NEW YORK (AP) -- A New York City police officer accused of standing lookout while his partner raped a drunken woman gave his first public account of the incident Friday, telling a jury that they repeatedly visited the alleged victim's apartment that night because they were concerned about her health, not because they planned to attack her.

"We weren't doing anything wrong," Officer Franklin Mata said of the encounter with the woman in 2008.

Mata and partner Kenneth Moreno are on trial in Manhattan on charges that they carried out a perverse assault on the semi-conscious woman hours after escorting her home when she was unable to get out of a taxi, due to excessive intoxication. Earlier in the trial, the woman testified that she passed out and awoke to find one of the officers removing her clothing.

In his testimony on Friday, Mata said he wasn't involved in any assault on the woman, but he acknowledged some unusual conduct on the night of the incident.

He said that after seeing the woman home, Moreno took her keys, intending to come back later during the night. Mata said his partner had immediately struck up a friendly relationship with the woman, and that taking the keys was her idea.

"She basically asked that we come back and check up on her through the night," he testified. "She told us we could take the keys.
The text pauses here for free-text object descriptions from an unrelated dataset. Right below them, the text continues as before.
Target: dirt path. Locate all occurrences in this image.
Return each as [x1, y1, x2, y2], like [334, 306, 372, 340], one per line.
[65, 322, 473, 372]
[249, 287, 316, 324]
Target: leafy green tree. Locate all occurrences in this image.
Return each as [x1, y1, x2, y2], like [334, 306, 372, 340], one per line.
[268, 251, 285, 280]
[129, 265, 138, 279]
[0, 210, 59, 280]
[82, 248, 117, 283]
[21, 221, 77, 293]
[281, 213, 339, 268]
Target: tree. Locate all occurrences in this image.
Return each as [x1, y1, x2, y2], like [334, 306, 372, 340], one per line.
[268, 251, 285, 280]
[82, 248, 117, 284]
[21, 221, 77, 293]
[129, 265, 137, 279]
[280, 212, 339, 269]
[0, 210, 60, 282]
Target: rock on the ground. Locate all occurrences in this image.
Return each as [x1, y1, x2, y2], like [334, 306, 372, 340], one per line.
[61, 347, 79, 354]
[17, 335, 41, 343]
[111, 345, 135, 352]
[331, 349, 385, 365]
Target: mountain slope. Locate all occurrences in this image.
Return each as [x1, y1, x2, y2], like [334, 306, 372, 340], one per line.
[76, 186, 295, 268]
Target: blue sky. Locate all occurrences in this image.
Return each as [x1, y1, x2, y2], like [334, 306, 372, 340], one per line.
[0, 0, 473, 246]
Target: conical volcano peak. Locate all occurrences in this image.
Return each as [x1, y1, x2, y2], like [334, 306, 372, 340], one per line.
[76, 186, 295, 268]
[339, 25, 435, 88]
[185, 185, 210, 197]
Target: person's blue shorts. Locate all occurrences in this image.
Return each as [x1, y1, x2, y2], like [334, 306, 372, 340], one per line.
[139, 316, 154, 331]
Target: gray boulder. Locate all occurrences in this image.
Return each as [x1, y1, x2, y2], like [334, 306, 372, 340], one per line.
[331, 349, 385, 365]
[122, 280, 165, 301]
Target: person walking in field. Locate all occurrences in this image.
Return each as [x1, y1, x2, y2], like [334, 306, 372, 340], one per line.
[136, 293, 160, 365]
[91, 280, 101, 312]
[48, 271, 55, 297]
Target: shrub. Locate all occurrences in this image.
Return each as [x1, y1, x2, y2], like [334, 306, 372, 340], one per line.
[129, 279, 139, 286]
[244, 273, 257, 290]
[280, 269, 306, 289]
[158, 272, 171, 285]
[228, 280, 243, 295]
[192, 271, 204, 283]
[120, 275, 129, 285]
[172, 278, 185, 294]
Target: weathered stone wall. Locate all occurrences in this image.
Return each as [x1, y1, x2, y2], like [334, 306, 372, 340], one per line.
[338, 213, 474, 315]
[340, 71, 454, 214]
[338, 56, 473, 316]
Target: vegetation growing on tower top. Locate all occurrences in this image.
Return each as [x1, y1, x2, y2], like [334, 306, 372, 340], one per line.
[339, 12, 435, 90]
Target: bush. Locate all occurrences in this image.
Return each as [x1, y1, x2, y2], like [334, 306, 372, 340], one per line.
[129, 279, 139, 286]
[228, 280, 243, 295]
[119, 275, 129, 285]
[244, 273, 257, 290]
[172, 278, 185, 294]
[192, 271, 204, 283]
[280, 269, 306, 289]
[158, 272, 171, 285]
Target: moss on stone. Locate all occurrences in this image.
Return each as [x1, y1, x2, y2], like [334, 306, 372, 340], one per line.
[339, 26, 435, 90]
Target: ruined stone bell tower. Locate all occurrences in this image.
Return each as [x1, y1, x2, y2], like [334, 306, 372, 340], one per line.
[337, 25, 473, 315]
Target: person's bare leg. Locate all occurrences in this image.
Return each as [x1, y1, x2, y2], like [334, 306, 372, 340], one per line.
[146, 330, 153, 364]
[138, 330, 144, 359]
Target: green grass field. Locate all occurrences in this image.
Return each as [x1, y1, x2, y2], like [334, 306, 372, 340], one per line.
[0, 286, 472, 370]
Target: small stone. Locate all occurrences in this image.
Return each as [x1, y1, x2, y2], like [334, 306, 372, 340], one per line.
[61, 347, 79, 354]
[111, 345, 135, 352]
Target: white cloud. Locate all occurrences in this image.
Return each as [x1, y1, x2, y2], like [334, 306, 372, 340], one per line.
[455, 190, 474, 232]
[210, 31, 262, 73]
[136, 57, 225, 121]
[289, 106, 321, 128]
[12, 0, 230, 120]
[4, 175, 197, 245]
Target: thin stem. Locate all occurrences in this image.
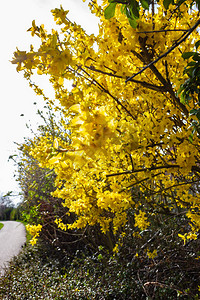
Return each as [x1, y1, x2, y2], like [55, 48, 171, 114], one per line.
[136, 29, 188, 33]
[80, 67, 135, 120]
[85, 65, 166, 92]
[106, 164, 179, 177]
[126, 19, 200, 82]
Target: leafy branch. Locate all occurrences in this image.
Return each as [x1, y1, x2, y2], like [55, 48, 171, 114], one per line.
[104, 0, 150, 28]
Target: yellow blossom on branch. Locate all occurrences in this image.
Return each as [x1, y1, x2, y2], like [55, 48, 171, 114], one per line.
[12, 1, 200, 238]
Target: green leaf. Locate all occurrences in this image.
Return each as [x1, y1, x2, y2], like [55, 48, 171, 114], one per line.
[178, 85, 184, 94]
[195, 40, 200, 50]
[163, 0, 173, 9]
[125, 7, 132, 19]
[192, 53, 200, 61]
[195, 0, 200, 10]
[121, 4, 126, 14]
[185, 67, 195, 77]
[140, 0, 149, 9]
[97, 254, 103, 261]
[180, 93, 186, 104]
[128, 17, 138, 28]
[182, 52, 195, 59]
[187, 61, 196, 66]
[130, 0, 140, 19]
[188, 133, 193, 143]
[190, 109, 199, 115]
[104, 2, 117, 19]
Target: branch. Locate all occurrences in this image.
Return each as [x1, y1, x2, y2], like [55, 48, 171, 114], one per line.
[119, 172, 163, 193]
[106, 164, 179, 177]
[141, 229, 161, 249]
[151, 179, 200, 195]
[126, 18, 200, 83]
[131, 48, 189, 116]
[136, 29, 188, 34]
[144, 281, 189, 296]
[85, 65, 166, 92]
[192, 165, 200, 173]
[80, 67, 135, 120]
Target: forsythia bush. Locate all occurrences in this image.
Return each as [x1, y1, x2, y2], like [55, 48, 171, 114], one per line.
[26, 224, 42, 245]
[12, 0, 200, 246]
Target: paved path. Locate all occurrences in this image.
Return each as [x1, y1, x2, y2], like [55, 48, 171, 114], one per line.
[0, 221, 26, 276]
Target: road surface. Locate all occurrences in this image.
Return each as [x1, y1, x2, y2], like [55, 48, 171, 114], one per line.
[0, 221, 26, 276]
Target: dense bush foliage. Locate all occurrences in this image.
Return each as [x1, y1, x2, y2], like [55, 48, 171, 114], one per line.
[1, 230, 200, 299]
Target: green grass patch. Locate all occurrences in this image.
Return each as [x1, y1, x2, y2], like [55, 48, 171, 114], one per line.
[0, 223, 4, 230]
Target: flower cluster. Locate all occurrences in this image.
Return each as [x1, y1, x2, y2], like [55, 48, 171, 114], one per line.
[12, 1, 200, 242]
[26, 224, 42, 246]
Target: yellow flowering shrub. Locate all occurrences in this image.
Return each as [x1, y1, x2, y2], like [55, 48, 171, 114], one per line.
[134, 210, 150, 231]
[12, 1, 200, 244]
[26, 224, 42, 245]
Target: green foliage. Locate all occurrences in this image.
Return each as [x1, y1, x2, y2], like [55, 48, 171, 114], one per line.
[1, 221, 200, 300]
[9, 206, 23, 221]
[178, 45, 200, 138]
[21, 205, 41, 224]
[0, 223, 4, 230]
[0, 194, 14, 221]
[104, 2, 117, 19]
[103, 0, 200, 28]
[104, 0, 149, 28]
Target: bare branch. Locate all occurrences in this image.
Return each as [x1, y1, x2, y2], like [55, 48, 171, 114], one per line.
[80, 67, 135, 120]
[106, 164, 179, 177]
[85, 65, 166, 92]
[126, 19, 200, 83]
[136, 29, 188, 34]
[131, 47, 189, 116]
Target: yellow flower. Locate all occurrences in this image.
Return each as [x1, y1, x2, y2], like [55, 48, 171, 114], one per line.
[134, 211, 150, 231]
[147, 249, 157, 259]
[26, 224, 42, 245]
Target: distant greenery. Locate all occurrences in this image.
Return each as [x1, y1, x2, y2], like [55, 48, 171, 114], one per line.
[0, 193, 22, 221]
[0, 223, 4, 230]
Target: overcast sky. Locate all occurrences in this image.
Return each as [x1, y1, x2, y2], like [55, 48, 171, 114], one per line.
[0, 0, 99, 203]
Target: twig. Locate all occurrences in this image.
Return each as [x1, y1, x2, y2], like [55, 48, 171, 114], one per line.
[85, 65, 166, 92]
[141, 229, 161, 249]
[151, 179, 200, 195]
[137, 270, 151, 298]
[129, 154, 134, 171]
[126, 18, 200, 82]
[136, 29, 188, 33]
[106, 164, 179, 177]
[80, 67, 135, 119]
[144, 281, 189, 296]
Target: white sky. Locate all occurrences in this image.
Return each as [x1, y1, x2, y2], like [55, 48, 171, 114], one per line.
[0, 0, 99, 203]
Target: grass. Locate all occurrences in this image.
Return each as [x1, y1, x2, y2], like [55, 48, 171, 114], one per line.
[0, 223, 4, 230]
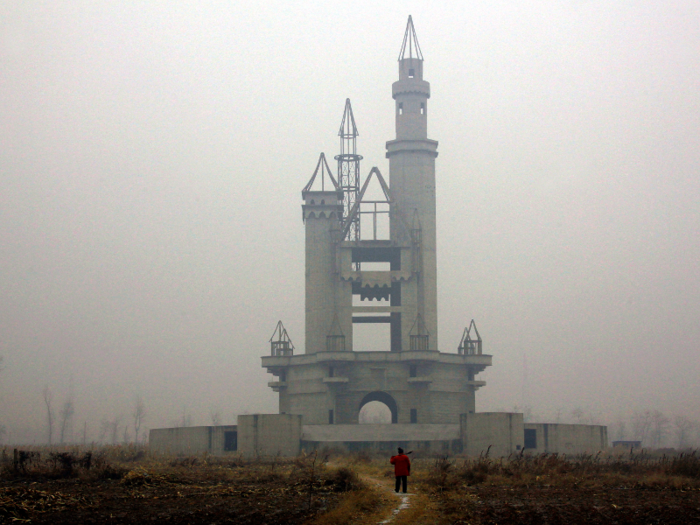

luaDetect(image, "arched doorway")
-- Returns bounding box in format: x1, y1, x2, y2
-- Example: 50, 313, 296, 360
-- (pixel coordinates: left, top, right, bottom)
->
358, 391, 398, 424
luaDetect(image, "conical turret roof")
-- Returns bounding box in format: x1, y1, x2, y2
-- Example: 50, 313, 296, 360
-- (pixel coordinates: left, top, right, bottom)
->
338, 98, 359, 138
398, 15, 424, 61
302, 153, 340, 194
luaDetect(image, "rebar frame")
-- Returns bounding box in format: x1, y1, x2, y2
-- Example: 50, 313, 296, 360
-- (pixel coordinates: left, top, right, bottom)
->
269, 320, 294, 356
458, 320, 482, 355
335, 99, 363, 242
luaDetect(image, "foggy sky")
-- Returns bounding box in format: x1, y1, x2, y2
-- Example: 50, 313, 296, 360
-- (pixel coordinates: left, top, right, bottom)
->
1, 1, 699, 443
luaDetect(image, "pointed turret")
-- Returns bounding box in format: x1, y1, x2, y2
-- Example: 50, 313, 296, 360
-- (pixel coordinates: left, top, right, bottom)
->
398, 15, 424, 61
338, 98, 359, 138
391, 15, 431, 140
302, 154, 343, 354
302, 152, 340, 194
335, 99, 363, 241
387, 16, 439, 350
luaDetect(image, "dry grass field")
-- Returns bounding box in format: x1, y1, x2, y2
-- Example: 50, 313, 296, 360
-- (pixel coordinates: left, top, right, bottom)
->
2, 445, 700, 524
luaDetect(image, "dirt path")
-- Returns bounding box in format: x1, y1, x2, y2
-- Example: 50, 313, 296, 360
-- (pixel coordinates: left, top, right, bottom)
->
358, 472, 413, 524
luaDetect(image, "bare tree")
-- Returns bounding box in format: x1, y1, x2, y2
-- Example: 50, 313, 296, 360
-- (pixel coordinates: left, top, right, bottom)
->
42, 387, 55, 445
673, 415, 695, 449
110, 416, 122, 444
132, 396, 146, 443
632, 410, 653, 445
99, 417, 122, 444
612, 418, 627, 441
553, 407, 563, 424
210, 409, 221, 426
174, 411, 193, 428
59, 397, 75, 444
122, 425, 130, 444
649, 410, 670, 448
98, 419, 110, 443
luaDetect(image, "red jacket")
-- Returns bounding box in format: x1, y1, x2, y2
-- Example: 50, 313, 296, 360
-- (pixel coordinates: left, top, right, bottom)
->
390, 454, 411, 477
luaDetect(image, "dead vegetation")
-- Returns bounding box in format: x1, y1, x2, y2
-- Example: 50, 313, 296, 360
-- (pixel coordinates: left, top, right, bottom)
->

Ken took the keys."

He also claimed that the woman, while drunk, was alert and able to make conversation.

"Ken was telling her about his past drinking problem and about how he had a drinking problem at one point and he was fighting for custody of his daughter and he had to make a decision to stop drinking," he said. "Their conversation seemed very friendly, even a little flirty at times."

The officers would ultimately return to the apartment three times during the night, all while they were on duty.

Prosecutors claim that Moreno set the stage for one of those visits by making a bogus 911 call to the police department, where he pretended to be a citizen complaining about a vagrant in a neighboring building.

Mata said he had no knowledge of the call at the time, but later recognized his partner's voice when he heard a recording.

Assistant District Attorney Coleen Balbert asked why the officers had repeatedly returned to the woman's home, if, as they claimed, she was sober enough to take care of herself.

"Ken was more concerned about her emotional state than he was about her physical state," Mata said.

Mata said that during one of the visits, he fell asleep watching television. He said he woke up when his partner tapped him on the shoulder and told him it was time to go.